Исаия говорит еще об оправдании многих познанием Его (Христа). Мне кажется, это то же познание, о котором говорит апостол Павел: познание себя в познании меня Богом, мое видение в видении меня Богом. В этом видении, заключенном в видении меня Богом, я нахожу своего сокровенного сердца человека.

_______

Кто же мой сокровенный сердца человек? (1 Пет. 3, 4). Кто не видел? Кто увидел свое невидение? Кому стало страшно?

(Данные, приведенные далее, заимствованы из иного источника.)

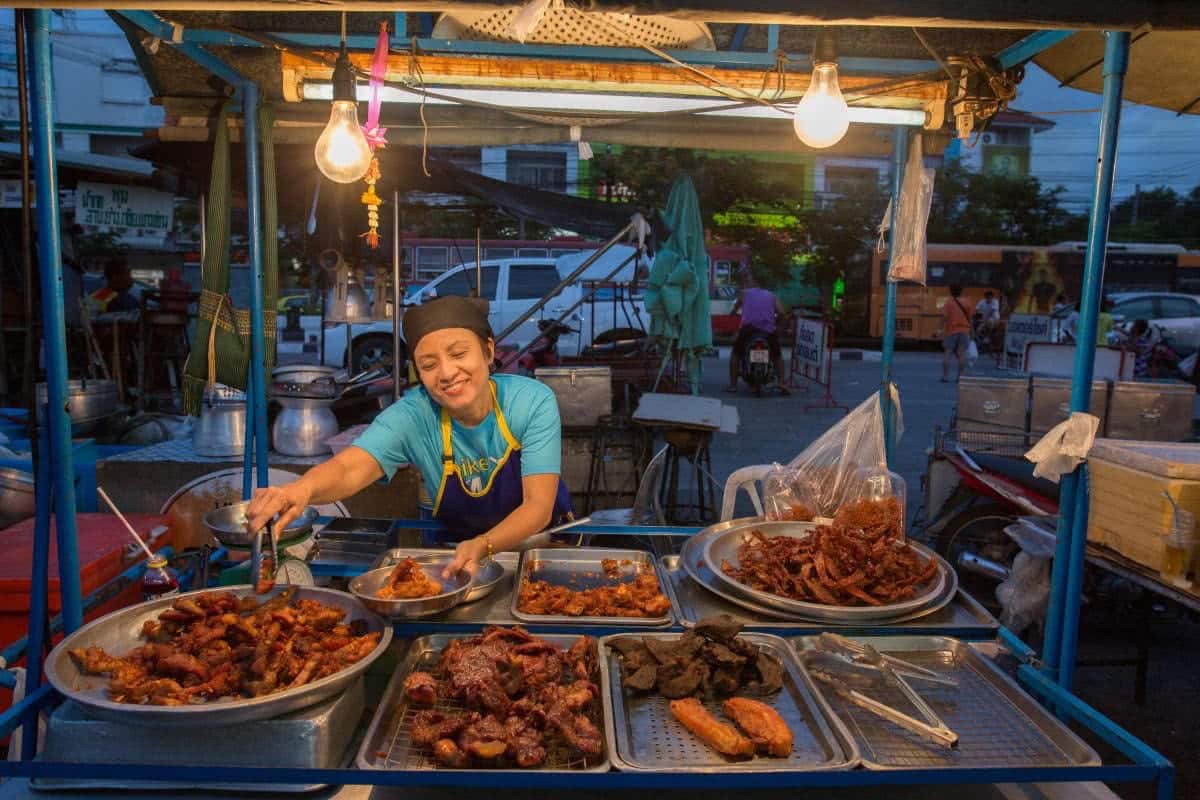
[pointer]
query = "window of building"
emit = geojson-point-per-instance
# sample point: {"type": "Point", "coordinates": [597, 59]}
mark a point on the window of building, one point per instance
{"type": "Point", "coordinates": [538, 169]}
{"type": "Point", "coordinates": [532, 281]}
{"type": "Point", "coordinates": [851, 180]}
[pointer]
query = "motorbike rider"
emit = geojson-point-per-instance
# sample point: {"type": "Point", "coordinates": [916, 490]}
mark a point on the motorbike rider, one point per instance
{"type": "Point", "coordinates": [759, 308]}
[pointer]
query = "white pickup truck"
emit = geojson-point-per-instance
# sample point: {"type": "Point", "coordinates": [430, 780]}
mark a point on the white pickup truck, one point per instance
{"type": "Point", "coordinates": [511, 286]}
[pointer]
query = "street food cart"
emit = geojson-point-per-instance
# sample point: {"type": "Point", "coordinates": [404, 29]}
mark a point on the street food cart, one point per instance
{"type": "Point", "coordinates": [1008, 705]}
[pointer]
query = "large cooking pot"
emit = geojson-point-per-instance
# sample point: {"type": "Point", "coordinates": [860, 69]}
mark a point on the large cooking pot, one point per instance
{"type": "Point", "coordinates": [17, 497]}
{"type": "Point", "coordinates": [303, 426]}
{"type": "Point", "coordinates": [221, 429]}
{"type": "Point", "coordinates": [88, 402]}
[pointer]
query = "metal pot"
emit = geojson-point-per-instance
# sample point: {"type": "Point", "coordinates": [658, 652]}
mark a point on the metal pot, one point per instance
{"type": "Point", "coordinates": [221, 429]}
{"type": "Point", "coordinates": [303, 426]}
{"type": "Point", "coordinates": [17, 497]}
{"type": "Point", "coordinates": [88, 402]}
{"type": "Point", "coordinates": [301, 373]}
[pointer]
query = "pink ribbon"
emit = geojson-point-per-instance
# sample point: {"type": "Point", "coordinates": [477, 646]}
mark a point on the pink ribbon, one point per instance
{"type": "Point", "coordinates": [375, 134]}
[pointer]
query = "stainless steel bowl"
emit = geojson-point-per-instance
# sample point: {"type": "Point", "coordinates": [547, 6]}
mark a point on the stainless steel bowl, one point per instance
{"type": "Point", "coordinates": [228, 524]}
{"type": "Point", "coordinates": [366, 585]}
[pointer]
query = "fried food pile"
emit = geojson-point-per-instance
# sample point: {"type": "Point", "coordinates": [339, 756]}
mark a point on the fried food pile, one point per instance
{"type": "Point", "coordinates": [220, 645]}
{"type": "Point", "coordinates": [708, 659]}
{"type": "Point", "coordinates": [520, 697]}
{"type": "Point", "coordinates": [859, 560]}
{"type": "Point", "coordinates": [766, 733]}
{"type": "Point", "coordinates": [408, 582]}
{"type": "Point", "coordinates": [639, 597]}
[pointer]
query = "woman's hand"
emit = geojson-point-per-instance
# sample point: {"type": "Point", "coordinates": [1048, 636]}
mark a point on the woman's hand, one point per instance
{"type": "Point", "coordinates": [287, 501]}
{"type": "Point", "coordinates": [466, 557]}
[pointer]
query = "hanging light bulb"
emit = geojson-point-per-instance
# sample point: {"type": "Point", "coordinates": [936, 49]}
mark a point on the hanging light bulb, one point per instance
{"type": "Point", "coordinates": [342, 152]}
{"type": "Point", "coordinates": [822, 115]}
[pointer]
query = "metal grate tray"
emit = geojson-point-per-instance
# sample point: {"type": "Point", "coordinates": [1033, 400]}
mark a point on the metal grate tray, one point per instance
{"type": "Point", "coordinates": [645, 735]}
{"type": "Point", "coordinates": [387, 745]}
{"type": "Point", "coordinates": [963, 615]}
{"type": "Point", "coordinates": [999, 725]}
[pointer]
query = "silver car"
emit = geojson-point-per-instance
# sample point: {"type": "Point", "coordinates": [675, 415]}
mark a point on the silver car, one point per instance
{"type": "Point", "coordinates": [1176, 316]}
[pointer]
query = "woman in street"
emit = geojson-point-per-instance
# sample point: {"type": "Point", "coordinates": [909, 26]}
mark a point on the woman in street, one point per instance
{"type": "Point", "coordinates": [487, 447]}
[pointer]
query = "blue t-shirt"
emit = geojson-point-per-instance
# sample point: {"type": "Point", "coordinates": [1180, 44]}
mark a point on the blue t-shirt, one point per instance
{"type": "Point", "coordinates": [409, 432]}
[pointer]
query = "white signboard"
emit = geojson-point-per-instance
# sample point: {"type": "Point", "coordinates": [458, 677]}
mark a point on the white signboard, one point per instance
{"type": "Point", "coordinates": [810, 348]}
{"type": "Point", "coordinates": [139, 217]}
{"type": "Point", "coordinates": [1021, 330]}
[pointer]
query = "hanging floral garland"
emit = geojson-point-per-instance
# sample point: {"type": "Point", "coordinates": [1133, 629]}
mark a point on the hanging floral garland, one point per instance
{"type": "Point", "coordinates": [375, 136]}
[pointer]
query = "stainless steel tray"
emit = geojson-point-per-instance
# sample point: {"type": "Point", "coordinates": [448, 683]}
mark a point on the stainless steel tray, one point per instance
{"type": "Point", "coordinates": [579, 567]}
{"type": "Point", "coordinates": [643, 734]}
{"type": "Point", "coordinates": [954, 612]}
{"type": "Point", "coordinates": [485, 582]}
{"type": "Point", "coordinates": [997, 722]}
{"type": "Point", "coordinates": [723, 546]}
{"type": "Point", "coordinates": [315, 738]}
{"type": "Point", "coordinates": [120, 632]}
{"type": "Point", "coordinates": [387, 745]}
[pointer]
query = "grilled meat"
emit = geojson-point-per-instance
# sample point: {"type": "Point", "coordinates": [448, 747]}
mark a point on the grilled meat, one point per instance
{"type": "Point", "coordinates": [720, 737]}
{"type": "Point", "coordinates": [217, 645]}
{"type": "Point", "coordinates": [762, 723]}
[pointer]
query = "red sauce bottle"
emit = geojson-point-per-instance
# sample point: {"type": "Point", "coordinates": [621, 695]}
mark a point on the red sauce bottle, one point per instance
{"type": "Point", "coordinates": [159, 579]}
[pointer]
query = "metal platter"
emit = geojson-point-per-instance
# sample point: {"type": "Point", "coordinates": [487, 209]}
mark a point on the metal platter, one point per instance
{"type": "Point", "coordinates": [690, 559]}
{"type": "Point", "coordinates": [120, 632]}
{"type": "Point", "coordinates": [366, 585]}
{"type": "Point", "coordinates": [723, 547]}
{"type": "Point", "coordinates": [490, 573]}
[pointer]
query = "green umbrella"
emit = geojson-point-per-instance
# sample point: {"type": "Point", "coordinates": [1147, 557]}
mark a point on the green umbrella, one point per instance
{"type": "Point", "coordinates": [677, 289]}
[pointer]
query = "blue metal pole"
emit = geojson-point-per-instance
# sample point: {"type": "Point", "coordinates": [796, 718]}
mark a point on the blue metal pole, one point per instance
{"type": "Point", "coordinates": [54, 334]}
{"type": "Point", "coordinates": [39, 585]}
{"type": "Point", "coordinates": [257, 238]}
{"type": "Point", "coordinates": [1068, 573]}
{"type": "Point", "coordinates": [899, 148]}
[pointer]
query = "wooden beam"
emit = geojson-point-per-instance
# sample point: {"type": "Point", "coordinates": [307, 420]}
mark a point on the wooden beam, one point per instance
{"type": "Point", "coordinates": [1098, 14]}
{"type": "Point", "coordinates": [593, 76]}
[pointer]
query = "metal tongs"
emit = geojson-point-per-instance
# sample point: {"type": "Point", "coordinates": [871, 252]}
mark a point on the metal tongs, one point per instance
{"type": "Point", "coordinates": [837, 654]}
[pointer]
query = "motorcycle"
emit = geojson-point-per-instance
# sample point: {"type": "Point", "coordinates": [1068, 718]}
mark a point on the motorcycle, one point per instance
{"type": "Point", "coordinates": [544, 349]}
{"type": "Point", "coordinates": [757, 368]}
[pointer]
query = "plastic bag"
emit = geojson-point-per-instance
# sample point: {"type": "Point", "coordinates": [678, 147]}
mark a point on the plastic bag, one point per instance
{"type": "Point", "coordinates": [845, 464]}
{"type": "Point", "coordinates": [907, 262]}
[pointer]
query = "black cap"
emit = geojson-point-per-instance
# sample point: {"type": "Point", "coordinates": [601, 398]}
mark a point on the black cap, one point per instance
{"type": "Point", "coordinates": [451, 311]}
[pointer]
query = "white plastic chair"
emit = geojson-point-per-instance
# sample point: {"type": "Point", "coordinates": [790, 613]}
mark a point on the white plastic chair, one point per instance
{"type": "Point", "coordinates": [748, 479]}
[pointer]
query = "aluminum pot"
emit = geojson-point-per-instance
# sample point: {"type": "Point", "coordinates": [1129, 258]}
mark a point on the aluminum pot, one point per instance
{"type": "Point", "coordinates": [17, 497]}
{"type": "Point", "coordinates": [221, 429]}
{"type": "Point", "coordinates": [88, 402]}
{"type": "Point", "coordinates": [303, 426]}
{"type": "Point", "coordinates": [303, 373]}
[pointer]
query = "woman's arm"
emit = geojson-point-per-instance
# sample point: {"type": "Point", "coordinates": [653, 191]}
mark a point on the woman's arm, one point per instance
{"type": "Point", "coordinates": [345, 474]}
{"type": "Point", "coordinates": [528, 518]}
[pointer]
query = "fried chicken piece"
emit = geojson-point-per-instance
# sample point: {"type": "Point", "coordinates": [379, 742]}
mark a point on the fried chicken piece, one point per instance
{"type": "Point", "coordinates": [421, 689]}
{"type": "Point", "coordinates": [762, 723]}
{"type": "Point", "coordinates": [447, 753]}
{"type": "Point", "coordinates": [408, 581]}
{"type": "Point", "coordinates": [720, 737]}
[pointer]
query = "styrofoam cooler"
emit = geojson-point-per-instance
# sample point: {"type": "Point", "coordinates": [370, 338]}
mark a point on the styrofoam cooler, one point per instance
{"type": "Point", "coordinates": [993, 404]}
{"type": "Point", "coordinates": [1050, 402]}
{"type": "Point", "coordinates": [1151, 410]}
{"type": "Point", "coordinates": [1128, 511]}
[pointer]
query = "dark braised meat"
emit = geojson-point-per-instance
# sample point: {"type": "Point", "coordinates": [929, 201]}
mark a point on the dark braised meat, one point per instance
{"type": "Point", "coordinates": [217, 645]}
{"type": "Point", "coordinates": [520, 690]}
{"type": "Point", "coordinates": [859, 560]}
{"type": "Point", "coordinates": [711, 657]}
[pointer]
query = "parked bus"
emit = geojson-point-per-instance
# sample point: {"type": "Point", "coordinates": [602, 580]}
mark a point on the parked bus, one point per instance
{"type": "Point", "coordinates": [1025, 278]}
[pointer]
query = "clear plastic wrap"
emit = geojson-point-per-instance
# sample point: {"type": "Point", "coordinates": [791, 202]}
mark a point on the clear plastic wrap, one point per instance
{"type": "Point", "coordinates": [846, 464]}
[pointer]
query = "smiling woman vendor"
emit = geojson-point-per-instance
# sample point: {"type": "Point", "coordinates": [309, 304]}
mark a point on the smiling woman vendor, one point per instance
{"type": "Point", "coordinates": [489, 447]}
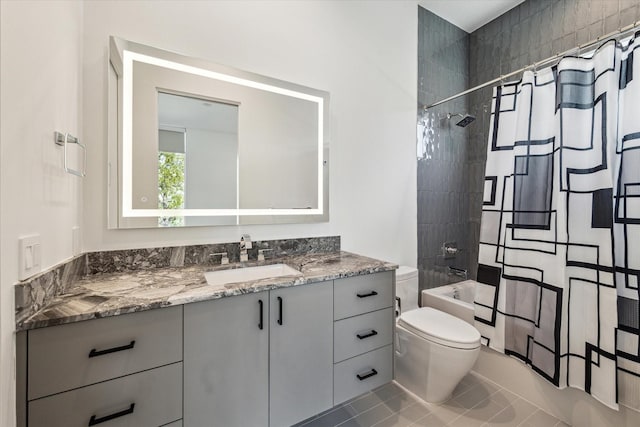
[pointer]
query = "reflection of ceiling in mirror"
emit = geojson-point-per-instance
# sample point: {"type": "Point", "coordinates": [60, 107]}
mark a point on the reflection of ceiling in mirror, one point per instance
{"type": "Point", "coordinates": [196, 113]}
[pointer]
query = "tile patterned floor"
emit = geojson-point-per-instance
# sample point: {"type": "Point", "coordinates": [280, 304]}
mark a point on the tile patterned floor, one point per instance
{"type": "Point", "coordinates": [475, 402]}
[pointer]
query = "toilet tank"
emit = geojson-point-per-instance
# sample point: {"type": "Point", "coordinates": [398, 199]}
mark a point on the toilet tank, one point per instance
{"type": "Point", "coordinates": [407, 287]}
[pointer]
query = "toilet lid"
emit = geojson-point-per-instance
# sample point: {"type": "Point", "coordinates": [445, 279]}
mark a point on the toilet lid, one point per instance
{"type": "Point", "coordinates": [440, 327]}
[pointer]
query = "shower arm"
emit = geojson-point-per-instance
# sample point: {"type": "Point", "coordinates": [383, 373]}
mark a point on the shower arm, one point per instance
{"type": "Point", "coordinates": [618, 33]}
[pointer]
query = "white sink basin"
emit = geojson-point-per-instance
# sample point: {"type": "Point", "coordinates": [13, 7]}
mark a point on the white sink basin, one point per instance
{"type": "Point", "coordinates": [248, 274]}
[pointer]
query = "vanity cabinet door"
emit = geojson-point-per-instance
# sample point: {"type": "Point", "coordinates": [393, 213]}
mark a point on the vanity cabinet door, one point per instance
{"type": "Point", "coordinates": [301, 352]}
{"type": "Point", "coordinates": [226, 343]}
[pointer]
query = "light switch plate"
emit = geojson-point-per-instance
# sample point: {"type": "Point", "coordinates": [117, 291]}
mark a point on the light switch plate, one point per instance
{"type": "Point", "coordinates": [75, 240]}
{"type": "Point", "coordinates": [29, 256]}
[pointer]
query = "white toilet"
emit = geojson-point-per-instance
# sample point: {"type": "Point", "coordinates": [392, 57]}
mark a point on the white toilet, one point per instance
{"type": "Point", "coordinates": [434, 350]}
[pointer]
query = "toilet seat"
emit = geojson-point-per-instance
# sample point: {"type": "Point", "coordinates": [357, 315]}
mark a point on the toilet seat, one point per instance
{"type": "Point", "coordinates": [440, 327]}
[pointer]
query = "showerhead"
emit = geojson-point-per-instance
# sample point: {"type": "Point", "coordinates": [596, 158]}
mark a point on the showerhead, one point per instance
{"type": "Point", "coordinates": [466, 120]}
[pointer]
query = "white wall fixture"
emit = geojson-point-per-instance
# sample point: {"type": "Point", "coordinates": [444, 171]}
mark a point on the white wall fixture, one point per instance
{"type": "Point", "coordinates": [29, 259]}
{"type": "Point", "coordinates": [63, 140]}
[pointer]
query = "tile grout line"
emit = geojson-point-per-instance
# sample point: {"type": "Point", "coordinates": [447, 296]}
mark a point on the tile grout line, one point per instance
{"type": "Point", "coordinates": [396, 412]}
{"type": "Point", "coordinates": [357, 413]}
{"type": "Point", "coordinates": [516, 394]}
{"type": "Point", "coordinates": [531, 416]}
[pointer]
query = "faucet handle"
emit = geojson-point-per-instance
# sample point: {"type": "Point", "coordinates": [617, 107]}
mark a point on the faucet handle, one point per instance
{"type": "Point", "coordinates": [224, 259]}
{"type": "Point", "coordinates": [245, 242]}
{"type": "Point", "coordinates": [261, 253]}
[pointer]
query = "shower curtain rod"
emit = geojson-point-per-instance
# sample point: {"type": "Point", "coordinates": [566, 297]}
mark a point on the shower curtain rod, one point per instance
{"type": "Point", "coordinates": [619, 32]}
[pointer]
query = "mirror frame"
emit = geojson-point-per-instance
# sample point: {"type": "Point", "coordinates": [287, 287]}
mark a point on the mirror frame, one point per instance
{"type": "Point", "coordinates": [121, 213]}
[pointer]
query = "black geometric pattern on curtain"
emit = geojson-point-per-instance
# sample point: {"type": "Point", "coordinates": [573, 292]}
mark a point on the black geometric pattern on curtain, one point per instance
{"type": "Point", "coordinates": [560, 237]}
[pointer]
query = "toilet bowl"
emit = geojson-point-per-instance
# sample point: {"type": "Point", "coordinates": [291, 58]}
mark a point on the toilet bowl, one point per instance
{"type": "Point", "coordinates": [433, 350]}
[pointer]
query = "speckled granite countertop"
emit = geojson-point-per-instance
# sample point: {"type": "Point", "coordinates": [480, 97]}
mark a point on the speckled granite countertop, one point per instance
{"type": "Point", "coordinates": [104, 295]}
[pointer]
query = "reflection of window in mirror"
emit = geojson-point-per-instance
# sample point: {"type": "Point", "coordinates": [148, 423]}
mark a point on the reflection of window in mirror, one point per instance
{"type": "Point", "coordinates": [209, 143]}
{"type": "Point", "coordinates": [171, 174]}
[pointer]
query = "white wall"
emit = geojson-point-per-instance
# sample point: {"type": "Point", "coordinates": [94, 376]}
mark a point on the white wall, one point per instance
{"type": "Point", "coordinates": [362, 52]}
{"type": "Point", "coordinates": [40, 83]}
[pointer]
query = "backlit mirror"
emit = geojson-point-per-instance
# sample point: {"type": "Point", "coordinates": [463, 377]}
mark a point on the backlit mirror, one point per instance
{"type": "Point", "coordinates": [196, 143]}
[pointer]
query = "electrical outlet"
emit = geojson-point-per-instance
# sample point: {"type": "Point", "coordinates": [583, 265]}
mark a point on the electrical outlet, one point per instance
{"type": "Point", "coordinates": [29, 256]}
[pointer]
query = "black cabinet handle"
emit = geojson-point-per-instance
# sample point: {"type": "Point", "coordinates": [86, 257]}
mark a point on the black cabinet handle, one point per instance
{"type": "Point", "coordinates": [93, 421]}
{"type": "Point", "coordinates": [96, 353]}
{"type": "Point", "coordinates": [370, 334]}
{"type": "Point", "coordinates": [367, 375]}
{"type": "Point", "coordinates": [370, 294]}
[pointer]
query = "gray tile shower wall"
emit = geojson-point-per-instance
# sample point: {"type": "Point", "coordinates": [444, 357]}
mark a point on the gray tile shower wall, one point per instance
{"type": "Point", "coordinates": [443, 61]}
{"type": "Point", "coordinates": [530, 32]}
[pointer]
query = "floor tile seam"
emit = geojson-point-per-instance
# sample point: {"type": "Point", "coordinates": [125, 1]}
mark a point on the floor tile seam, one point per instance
{"type": "Point", "coordinates": [530, 416]}
{"type": "Point", "coordinates": [360, 413]}
{"type": "Point", "coordinates": [395, 413]}
{"type": "Point", "coordinates": [377, 404]}
{"type": "Point", "coordinates": [455, 399]}
{"type": "Point", "coordinates": [503, 409]}
{"type": "Point", "coordinates": [488, 398]}
{"type": "Point", "coordinates": [516, 394]}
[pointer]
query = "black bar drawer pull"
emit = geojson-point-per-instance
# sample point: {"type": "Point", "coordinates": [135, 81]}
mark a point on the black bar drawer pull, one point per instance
{"type": "Point", "coordinates": [279, 310]}
{"type": "Point", "coordinates": [93, 421]}
{"type": "Point", "coordinates": [367, 375]}
{"type": "Point", "coordinates": [96, 353]}
{"type": "Point", "coordinates": [373, 333]}
{"type": "Point", "coordinates": [370, 294]}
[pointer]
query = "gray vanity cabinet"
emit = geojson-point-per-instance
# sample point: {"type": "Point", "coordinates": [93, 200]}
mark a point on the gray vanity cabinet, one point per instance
{"type": "Point", "coordinates": [121, 371]}
{"type": "Point", "coordinates": [226, 359]}
{"type": "Point", "coordinates": [363, 327]}
{"type": "Point", "coordinates": [259, 359]}
{"type": "Point", "coordinates": [301, 352]}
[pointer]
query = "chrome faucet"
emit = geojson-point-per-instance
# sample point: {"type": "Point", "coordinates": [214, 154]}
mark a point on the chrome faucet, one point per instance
{"type": "Point", "coordinates": [224, 259]}
{"type": "Point", "coordinates": [261, 253]}
{"type": "Point", "coordinates": [245, 243]}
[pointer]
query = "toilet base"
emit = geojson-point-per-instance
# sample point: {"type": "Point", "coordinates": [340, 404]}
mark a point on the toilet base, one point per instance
{"type": "Point", "coordinates": [430, 370]}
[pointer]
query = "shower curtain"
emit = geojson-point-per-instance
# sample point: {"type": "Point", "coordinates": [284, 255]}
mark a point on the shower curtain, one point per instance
{"type": "Point", "coordinates": [559, 260]}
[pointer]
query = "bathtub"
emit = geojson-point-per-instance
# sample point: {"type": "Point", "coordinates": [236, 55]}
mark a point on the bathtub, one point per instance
{"type": "Point", "coordinates": [455, 299]}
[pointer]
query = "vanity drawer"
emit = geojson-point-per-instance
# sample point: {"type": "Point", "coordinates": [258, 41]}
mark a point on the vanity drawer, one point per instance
{"type": "Point", "coordinates": [362, 294]}
{"type": "Point", "coordinates": [151, 398]}
{"type": "Point", "coordinates": [359, 334]}
{"type": "Point", "coordinates": [362, 373]}
{"type": "Point", "coordinates": [78, 354]}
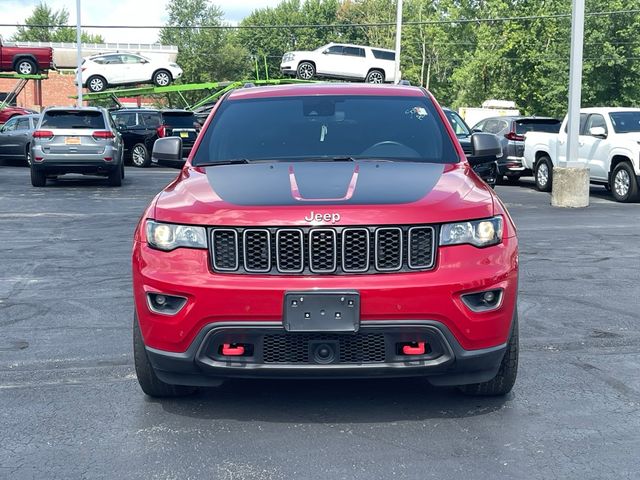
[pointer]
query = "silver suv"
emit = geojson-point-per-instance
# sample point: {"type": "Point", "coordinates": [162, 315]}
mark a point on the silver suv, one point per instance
{"type": "Point", "coordinates": [76, 140]}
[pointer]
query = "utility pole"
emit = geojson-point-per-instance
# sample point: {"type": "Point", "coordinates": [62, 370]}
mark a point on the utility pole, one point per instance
{"type": "Point", "coordinates": [79, 53]}
{"type": "Point", "coordinates": [398, 39]}
{"type": "Point", "coordinates": [570, 187]}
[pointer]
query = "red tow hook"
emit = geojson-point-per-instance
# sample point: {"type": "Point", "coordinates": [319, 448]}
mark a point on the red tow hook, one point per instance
{"type": "Point", "coordinates": [234, 351]}
{"type": "Point", "coordinates": [411, 350]}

Увидев свое невидение, я прозрел. Но ведь мне было страшно, я боялся смотреть на свое невидение, я ушел в страхе и трепете, в тоске и смятении. Значит, невидение оставалось: я видел не свое прошлое невидение, а настоящее; хотя я прозрел, невидение оставалось, я видел и не видел, и видел свое невидение; и до сих пор вижу, вижу свой невидящий, пустой, чужой взгляд, хожу в страхе и трепете, тоске и смятении.

Мой взгляд — я. Кого я вижу и кто видит? Кто мне страшен и кто страшится? Я вижу себя, и мне страшен я. Я вижу себя в видении меня Богом. Но ведь Бог видит и меня видящего, и меня, видимого мною.

Вот чего я не могу понять: я вижу свое невидение как настоящее, а не прошлое: сейчас — невидение, и сейчас — видение, видение невидения. Как это совмещается во мне? Если бы я видел чужое невидение — это еще понятно. Но ведь и чужое невидение, чтобы увидеть его, я должен видеть как свое невидение, сделать своим; если и увижу его, то только как свое. Ведь и фарисей не видел невидения мытаря, потому что противопоставлял себя ему, хотел видеть его невидение как чужое, а не свое. Тогда не видел ни его невидения, ни его видения невидения. А друг фарисея видел невидение фарисея, потому что видел его не как чужое, а как свое невидение. Это удивительно: я могу видеть только свое невидение и не могу видеть чужого невидения; чтобы увидеть чужое невидение, я должен увидеть его как свое невидение, увидеть симпатическим видением. Что всякое видение — симпатическое видение, я могу понять. Но что симпатическое видение чужого сводится к видению своего — трудно понять. К себе самому у меня симпатическая антипатия или антипатическая симпатия: я люблю себя и ненавижу; интересуюсь собою и опротивел себе; стремлюсь к себе и бегу от себя.